Bev stopped with fork midair. “You aren’t becoming a delinquent, are you?”
“Not so far as I know. I’ll get back to you if any-thing changes.”
Across the table from Bev and me, Marty and Jo were undergoing delicate lunch negotiations. “You aren’t going to eat your pudding pop?”
“All yours, Martido.” Jo took the blanketed pig in trade. Marty can’t eat pork, so Jo was doing her bit for keeping Marty from starving.
Bev made it through about a spoonful of chili. Jo ate half a bowl. Marty polished hers off. Marty is weird in all kinds of unnatural ways. I flaunted my sausages to the envy of my crew, except for Marty who stuck out her tongue. My eyes scanned the dining room. Lots of girls in blue uniforms in various forms of neatness or slouchiness. The problem with our school uniforms is they’re uniform, so it’s hard to get a line on someone. Then I saw Coral in the center of a group of girls. She was like a lantern in the center of a bunch of wannabe moths. I placed my bento on the table and rummaged in my backpack for the liquid crystal sheet and my lab book.
“What’s that?” Bev asked.
“Liquid crystal sheeting. Touch it.”
Bev rested her finger on it. “Leave it,” I said. I opened my milk. Bev was my baseline. The color she left on the sheet was that lovely bright blue of a living mortal.
“That’s interesting.” Bev bent the flexible plastic.
“It measures body temperature,” I said. I scribbled down her name and the color in my lab book. “Be right back.” I snatched the sheet away from her and scrambled toward Coral. Bev’s blue fingerprint faded, and where I pinched the sheeting, it turned a rainbow of colors.

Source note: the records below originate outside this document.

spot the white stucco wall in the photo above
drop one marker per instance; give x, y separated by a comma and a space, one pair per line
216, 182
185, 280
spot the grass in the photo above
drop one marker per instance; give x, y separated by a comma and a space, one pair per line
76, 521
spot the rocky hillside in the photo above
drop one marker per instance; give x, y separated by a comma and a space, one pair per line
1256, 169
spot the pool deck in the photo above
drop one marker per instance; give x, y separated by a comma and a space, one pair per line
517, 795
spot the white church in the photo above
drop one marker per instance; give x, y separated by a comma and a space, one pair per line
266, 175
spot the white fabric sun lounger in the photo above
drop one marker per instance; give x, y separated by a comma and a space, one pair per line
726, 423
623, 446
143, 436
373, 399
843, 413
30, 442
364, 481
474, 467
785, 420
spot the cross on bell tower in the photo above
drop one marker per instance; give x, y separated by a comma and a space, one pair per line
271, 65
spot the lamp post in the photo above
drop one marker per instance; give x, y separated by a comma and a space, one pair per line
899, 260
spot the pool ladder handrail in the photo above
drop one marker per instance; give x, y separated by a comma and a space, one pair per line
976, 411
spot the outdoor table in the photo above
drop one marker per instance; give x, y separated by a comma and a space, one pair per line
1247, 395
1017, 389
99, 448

Coral sipped from a thermos. Soup? Pudding? Blood? Not chili, anyway. Someone else had some taste buds.
“Hey, Coral,” I said.
“Hi,” said Coral. “Sorry about the limbo thing. Again.”
“Rematch next week,” I said. It was getting personal.
“Are you coming to the slumber party?”
“Yup. William wants me to watch movies with him.” I was playing with the liquid crystal sheeting. I too was a lovely shade of living blue. I put my name down and the color. “Do you want to try?”
“What is that?”
“It’s a temperature measure. I’m doing some extra credit for Mrs. Lester.”
“Okay,” she said. She grabbed the sheet.
Three girls sat down while we waited for the results. The sheet didn’t change color. It remained black, which meant her temperature was somewhere in the sixty-five to eighty degrees Fahrenheit zone, or twenty degrees Celsius, just to make things more scientific. Not the temperature of a human being.